Hash principle and implementation of global
1-hash hash Introduction
2-Universal hashing global hashing
3- construct a global hash H \ mathcal {H} H
4-python achieve
1-hash hash Introduction
hash function y = h (k) y = h (k) y = h (k), the input of arbitrary length kkk through a hash algorithm hhh yyy into fixed length output, the output hash value is 1. A common hash function is y = H (k) = (a⋅k + b) mod my = H (k) = (a \ cdot k + b) \ mod my = H (k) = (a⋅k + b) modm, mmm generally the prime number.

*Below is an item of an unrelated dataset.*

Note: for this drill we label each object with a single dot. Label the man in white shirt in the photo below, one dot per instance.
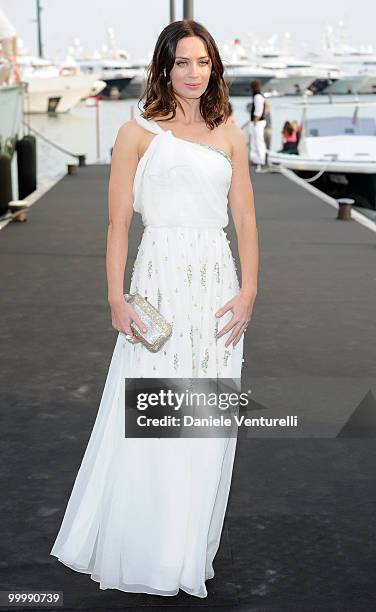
(258, 147)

Domain hash function is provided of KKK, YYY range is, in general, |K|> |Y| | K |> | Y | |K|> |Y|, so prone to collisions hash function, as shown below, h (k5) = h (k2) = h (k7) h (k_5) = h (k_2) = h (k_7) h (k5) = h (k2) = h (k7), k5, k2, k7k_5, k_2 , k_7k5, k2, k7 on a chain (collision):
For the hash function, basically able to find a set of input, so that their hash values are the same, leading them on a chain, and sometimes even looks than linear complexity is even higher, because more than a hash lookup time than linear .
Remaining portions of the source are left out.